Sanger Sequencing Steps & Method

What is Sanger Sequencing?

Sanger sequencing, also known as the “chain termination method”, is a method for determining the nucleotide sequence of DNA. The method was developed by two time Nobel Laureate Frederick Sanger and his colleagues in 1977, hence the name the Sanger Sequence.

Sanger Sequencing Steps

There are three main steps to Sanger sequencing.

1. The first step is generating n DNA fragments of varying lengths, each terminated with a labeled nucleotide, where n is the number of nucleotide bases in the target DNA sequence. This is done by combining DNA primer, nucleotides (dATP, dCTP, dGTP, dTTP), DNA polymerase, the DNA sequence of interest, and labeled dideoxynucleotides (ddATP, ddCTP, ddGTP, ddTTP). No nucleotide can be added to the DNA chain once a dideoxynucleotides has been incorporated, so each fragment will end with a labeled nucleotide. A much smaller amount of dideoxynucleotides is used than the amount of regular nucleotides.

2. The second step is to separate the n DNA sequences be length using capillary gel electrophoresis. The shorter fragments move faster than the longer fragments. The result is that the DNA pieces are fed into the third step from shortest to longest sequence.

3. In the third step a laser excites the label on the nucleotide at the end of each sequence. Each base is tagged with a different label, so the light emitted by each excited nucleotide can be tied to the correct base. The laser generates a chromatogram showing the fluorescent peak of each nucleotide. The chromatogram has the nucleotides in the correct order because of the electrophoresis.

(Note that the reaction can be done by putting all 4 dideoxynucleotides in one mix with the template, or 4 separate reactions can be set up. If four reactions are set up, then each group of dideoxynucleotide fragments is put in a different lane in the gel for separation and reading. The principles remain the same though.)

DNA structure with base, sugar and phospate enlarged. In sanger Sequencing "n" fragments of DNA are generated each with a terminating with a labeled nucleotide.

DNA structure with base, sugar and phospate enlarged. In sanger Sequencing "n" fragments of DNA are generated each with a terminating with a labeled nucleotide.

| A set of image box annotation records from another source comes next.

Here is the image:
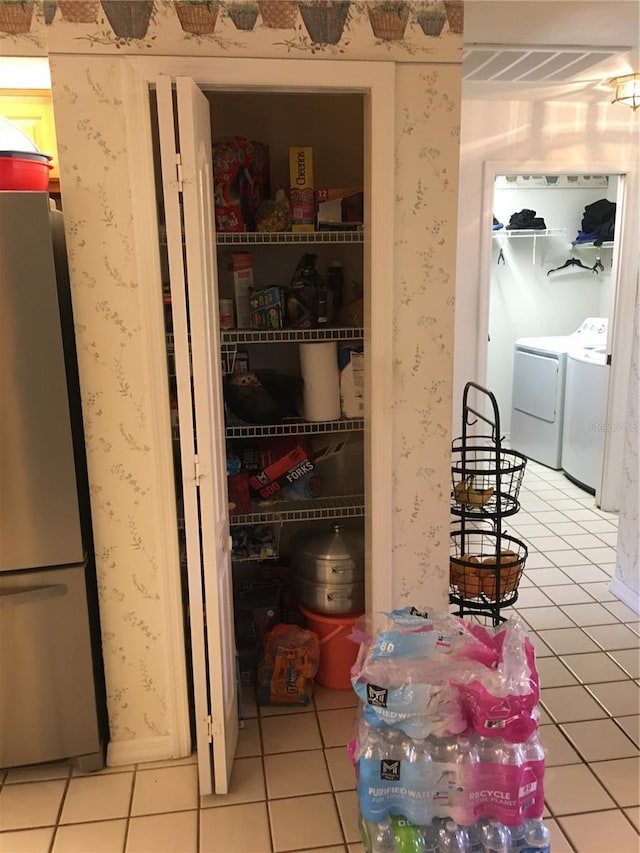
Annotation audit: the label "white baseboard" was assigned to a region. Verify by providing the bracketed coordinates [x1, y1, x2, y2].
[107, 735, 189, 767]
[609, 577, 640, 614]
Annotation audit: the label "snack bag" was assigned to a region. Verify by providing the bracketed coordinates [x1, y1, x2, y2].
[257, 623, 320, 705]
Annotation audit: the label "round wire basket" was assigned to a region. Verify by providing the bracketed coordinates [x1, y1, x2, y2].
[449, 529, 528, 607]
[451, 438, 527, 517]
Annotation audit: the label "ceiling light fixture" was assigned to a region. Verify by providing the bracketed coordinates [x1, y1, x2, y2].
[611, 74, 640, 110]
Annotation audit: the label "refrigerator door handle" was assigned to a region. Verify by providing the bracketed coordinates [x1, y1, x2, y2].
[0, 583, 67, 607]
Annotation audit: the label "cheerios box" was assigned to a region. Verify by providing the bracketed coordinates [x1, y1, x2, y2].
[289, 147, 316, 231]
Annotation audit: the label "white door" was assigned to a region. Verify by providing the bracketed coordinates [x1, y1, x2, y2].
[156, 76, 238, 795]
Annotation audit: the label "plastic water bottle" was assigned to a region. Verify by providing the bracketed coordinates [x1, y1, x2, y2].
[371, 817, 396, 853]
[522, 732, 545, 761]
[438, 820, 469, 853]
[391, 817, 423, 853]
[428, 737, 458, 808]
[467, 820, 488, 853]
[473, 735, 502, 764]
[449, 735, 480, 823]
[420, 818, 440, 853]
[360, 726, 387, 761]
[495, 738, 524, 767]
[520, 820, 551, 853]
[511, 821, 527, 853]
[483, 820, 511, 853]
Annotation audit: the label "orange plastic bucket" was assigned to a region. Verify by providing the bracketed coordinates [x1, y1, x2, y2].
[298, 604, 362, 690]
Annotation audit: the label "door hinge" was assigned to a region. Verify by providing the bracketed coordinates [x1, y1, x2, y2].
[176, 151, 183, 193]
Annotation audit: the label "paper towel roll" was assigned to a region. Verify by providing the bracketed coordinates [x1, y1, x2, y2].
[300, 341, 340, 421]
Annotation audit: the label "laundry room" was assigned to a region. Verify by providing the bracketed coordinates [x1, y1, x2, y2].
[487, 174, 621, 500]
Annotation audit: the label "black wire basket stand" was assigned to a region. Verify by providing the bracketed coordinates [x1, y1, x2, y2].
[449, 382, 528, 625]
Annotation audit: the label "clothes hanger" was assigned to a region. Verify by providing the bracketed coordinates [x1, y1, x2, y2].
[547, 257, 598, 275]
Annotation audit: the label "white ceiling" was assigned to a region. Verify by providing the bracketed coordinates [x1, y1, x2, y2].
[463, 0, 640, 101]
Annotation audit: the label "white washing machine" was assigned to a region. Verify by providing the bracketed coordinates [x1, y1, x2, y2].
[562, 346, 608, 494]
[511, 317, 607, 470]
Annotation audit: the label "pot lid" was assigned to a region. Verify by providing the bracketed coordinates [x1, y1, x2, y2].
[0, 116, 40, 154]
[0, 151, 53, 162]
[291, 523, 364, 560]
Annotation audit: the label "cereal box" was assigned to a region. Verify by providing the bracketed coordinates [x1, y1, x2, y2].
[289, 147, 316, 231]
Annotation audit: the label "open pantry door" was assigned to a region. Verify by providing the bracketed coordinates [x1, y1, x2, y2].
[156, 75, 238, 795]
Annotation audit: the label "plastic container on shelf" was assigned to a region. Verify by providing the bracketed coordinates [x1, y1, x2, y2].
[298, 604, 362, 690]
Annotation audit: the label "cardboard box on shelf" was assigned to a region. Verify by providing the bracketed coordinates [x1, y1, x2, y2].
[229, 252, 253, 329]
[316, 187, 364, 228]
[213, 136, 270, 232]
[289, 146, 316, 232]
[249, 287, 284, 329]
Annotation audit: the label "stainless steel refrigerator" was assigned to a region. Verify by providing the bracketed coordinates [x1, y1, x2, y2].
[0, 192, 106, 770]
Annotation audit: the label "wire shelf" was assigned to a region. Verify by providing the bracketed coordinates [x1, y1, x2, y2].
[216, 229, 364, 246]
[220, 326, 364, 344]
[231, 495, 365, 527]
[225, 418, 364, 438]
[492, 228, 567, 240]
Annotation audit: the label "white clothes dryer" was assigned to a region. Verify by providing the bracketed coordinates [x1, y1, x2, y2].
[511, 317, 607, 470]
[562, 346, 608, 494]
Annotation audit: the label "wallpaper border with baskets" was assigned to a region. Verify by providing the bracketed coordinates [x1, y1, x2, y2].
[0, 0, 464, 62]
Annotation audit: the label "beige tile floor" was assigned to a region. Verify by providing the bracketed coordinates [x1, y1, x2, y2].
[0, 463, 640, 853]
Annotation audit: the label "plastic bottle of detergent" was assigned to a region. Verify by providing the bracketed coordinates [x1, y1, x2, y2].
[520, 820, 551, 853]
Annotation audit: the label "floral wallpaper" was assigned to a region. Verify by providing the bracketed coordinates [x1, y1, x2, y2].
[8, 0, 462, 763]
[51, 58, 177, 743]
[615, 281, 640, 607]
[393, 65, 460, 608]
[0, 0, 464, 62]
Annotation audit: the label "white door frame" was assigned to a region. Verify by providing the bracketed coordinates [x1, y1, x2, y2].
[476, 160, 638, 512]
[115, 56, 395, 768]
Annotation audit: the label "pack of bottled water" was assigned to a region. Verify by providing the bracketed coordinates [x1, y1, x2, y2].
[349, 608, 549, 853]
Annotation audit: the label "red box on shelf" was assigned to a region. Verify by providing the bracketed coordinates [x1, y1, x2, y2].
[227, 471, 251, 515]
[213, 136, 270, 232]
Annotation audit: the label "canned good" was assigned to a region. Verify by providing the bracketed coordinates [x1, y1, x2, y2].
[220, 299, 233, 329]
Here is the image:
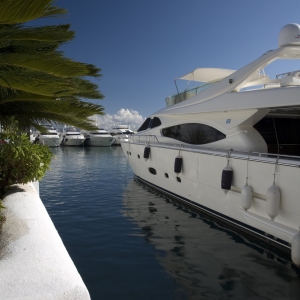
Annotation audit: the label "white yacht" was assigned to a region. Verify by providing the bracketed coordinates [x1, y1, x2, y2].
[110, 125, 134, 146]
[61, 127, 84, 146]
[121, 24, 300, 266]
[84, 128, 115, 147]
[31, 124, 62, 147]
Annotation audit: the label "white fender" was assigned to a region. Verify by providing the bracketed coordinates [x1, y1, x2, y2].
[291, 227, 300, 267]
[241, 185, 253, 211]
[266, 183, 280, 221]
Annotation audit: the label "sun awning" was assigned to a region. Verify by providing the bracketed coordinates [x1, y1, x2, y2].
[177, 68, 235, 82]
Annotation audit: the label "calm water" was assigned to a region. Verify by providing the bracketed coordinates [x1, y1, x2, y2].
[40, 147, 300, 300]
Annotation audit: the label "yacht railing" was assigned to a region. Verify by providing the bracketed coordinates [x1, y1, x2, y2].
[124, 134, 300, 168]
[166, 81, 218, 106]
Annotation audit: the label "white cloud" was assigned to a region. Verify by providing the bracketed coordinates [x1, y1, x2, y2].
[92, 108, 145, 130]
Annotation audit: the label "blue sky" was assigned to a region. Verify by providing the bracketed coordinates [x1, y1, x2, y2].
[29, 0, 300, 125]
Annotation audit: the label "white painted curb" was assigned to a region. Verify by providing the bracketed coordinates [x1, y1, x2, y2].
[0, 184, 90, 300]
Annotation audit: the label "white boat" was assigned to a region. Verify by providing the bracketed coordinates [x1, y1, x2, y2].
[84, 128, 115, 147]
[30, 124, 62, 147]
[61, 127, 84, 146]
[110, 125, 134, 146]
[121, 24, 300, 266]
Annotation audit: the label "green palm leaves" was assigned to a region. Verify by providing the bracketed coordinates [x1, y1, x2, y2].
[0, 0, 104, 129]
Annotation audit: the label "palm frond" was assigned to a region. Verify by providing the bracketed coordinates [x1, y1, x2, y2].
[0, 24, 75, 43]
[0, 53, 101, 77]
[0, 0, 67, 24]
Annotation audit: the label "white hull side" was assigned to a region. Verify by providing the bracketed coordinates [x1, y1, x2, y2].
[61, 136, 84, 146]
[84, 136, 114, 147]
[122, 142, 300, 250]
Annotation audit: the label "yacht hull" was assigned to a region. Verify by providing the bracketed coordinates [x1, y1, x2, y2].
[39, 136, 62, 147]
[121, 141, 300, 252]
[84, 137, 114, 147]
[61, 137, 84, 147]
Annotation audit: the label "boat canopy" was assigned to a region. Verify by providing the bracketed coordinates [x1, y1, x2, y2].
[177, 68, 235, 82]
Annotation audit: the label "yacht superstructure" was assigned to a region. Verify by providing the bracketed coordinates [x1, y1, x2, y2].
[32, 124, 62, 147]
[61, 127, 84, 146]
[121, 24, 300, 266]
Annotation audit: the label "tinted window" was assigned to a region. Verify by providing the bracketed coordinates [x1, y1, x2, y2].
[254, 117, 300, 156]
[138, 118, 151, 131]
[149, 117, 161, 128]
[162, 123, 226, 145]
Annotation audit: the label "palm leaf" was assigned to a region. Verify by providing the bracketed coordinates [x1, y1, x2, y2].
[0, 0, 66, 24]
[0, 53, 101, 77]
[0, 24, 75, 43]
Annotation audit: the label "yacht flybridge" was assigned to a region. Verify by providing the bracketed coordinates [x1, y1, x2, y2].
[121, 24, 300, 267]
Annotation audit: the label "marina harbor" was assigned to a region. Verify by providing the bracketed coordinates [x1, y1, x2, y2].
[0, 0, 300, 300]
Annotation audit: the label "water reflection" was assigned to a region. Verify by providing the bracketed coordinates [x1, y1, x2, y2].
[124, 180, 300, 300]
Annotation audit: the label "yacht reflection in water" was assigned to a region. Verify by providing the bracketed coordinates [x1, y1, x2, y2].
[124, 180, 300, 300]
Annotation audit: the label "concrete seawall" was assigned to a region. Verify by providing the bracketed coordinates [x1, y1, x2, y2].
[0, 184, 90, 300]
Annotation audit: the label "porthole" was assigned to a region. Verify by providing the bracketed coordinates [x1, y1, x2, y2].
[148, 168, 156, 175]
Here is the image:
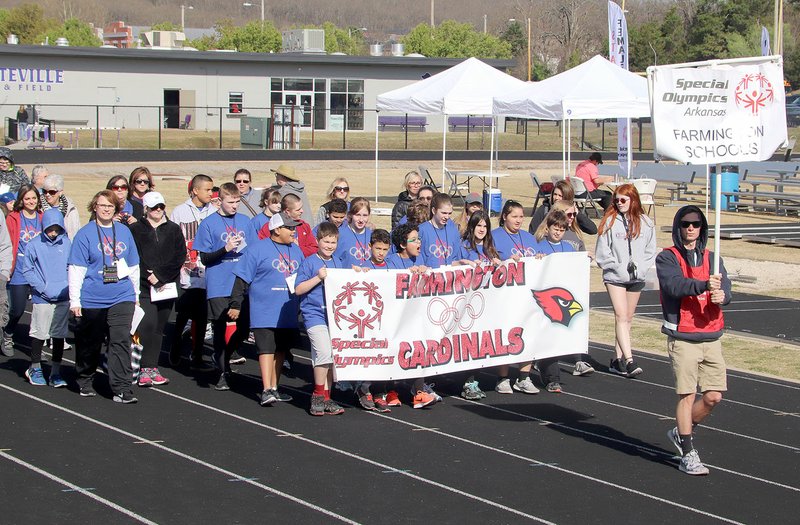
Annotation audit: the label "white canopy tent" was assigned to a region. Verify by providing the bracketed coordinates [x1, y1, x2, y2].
[375, 58, 524, 200]
[492, 55, 650, 178]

How Does Sanger Sequencing Work?

Sanger sequencing works on the principle that when given enough time and enough starting material, at least one DNA sequence of every possible length will be produced with a tagged nucleotide at the end. The tagged nucleotide will always terminate the sequence because dideoxynucleotides are missing the 3'-OH group that is necessary to continue the chain.

How to Read Sanger Sequencing Results

Reading the Sanger sequencing results properly will depend on which of the two complementary DNA strands is of interest and what primer is available. If the two strands of DNA are A and B and strand A is of interest, but the primer is better for strand B, the output fragments will be identical to strand A. On the other hand, if strand A is of interest and the primer is better for strand A, then the output will be identical to strand B. Accordingly, the output must be converted back to strand A.

So, if the sequence of interest reads “TACG” and the primer is best for that strand, the output will be “ATGC” and, therefore, must be converted back to “TACG”. However, if the primer is better for the complementary strand (“ATGC”), then the output will be “TACG”, which is the correct sequence.

In short, before starting, you need to know what you’re targeting and how you’re going to get there! So keeping this in mind, here is an example of the former example (TACG -> ATGC -> TACG). If the dideoxynucleotides labels are T = yellow, A = pink, C = dark blue, and G = light blue, you will end up with the short sequences primer-A, primer-AT, primer-ATG, and primer-ATGC. Once the fragments have been separated by electrophoresis, the laser will read the fragments in order of length (pink, yellow, light blue, and dark blue) and produce a chromatogram. The computer will convert the letters, so the final sequence is the correct TACG.

Sanger Sequencing vs. PCR

Sanger sequencing and PCR use similar starting materials and can be used in conjunction with each other, but neither can replace the other. PCR is used to amplify DNA in its entirety. While fragments of varying lengths may be produced by accident (e.g., the DNA polymerase might fall off), the goal is to duplicate the entire DNA sequence. To that end, the “ingredients” are the target DNA, nucleotides, DNA primer, and DNA polymerase (specifically Taq polymerase, which can survive the high temperatures required in PCR). In contrast, the goal of Sanger sequencing is to generate every possible length of DNA up to the full length of the target DNA. That is why, in addition to the PCR starting materials, the dideoxynucleotides are necessary. Sanger sequencing and PCR can be brought together when generating the starting material for a Sanger sequencing protocol. PCR can be used to create many copies of the DNA that is to be sequenced. Having more than one template to work from makes the Sanger protocol more efficient. If the target sequence is 1,000 nucleotides long and there is only one copy of the template, it is going to take longer to generate the 1,000 tagged fragments. However, if there are several copies of the template, in theory it will take less time to generate all 1,000 of the tagged fragments.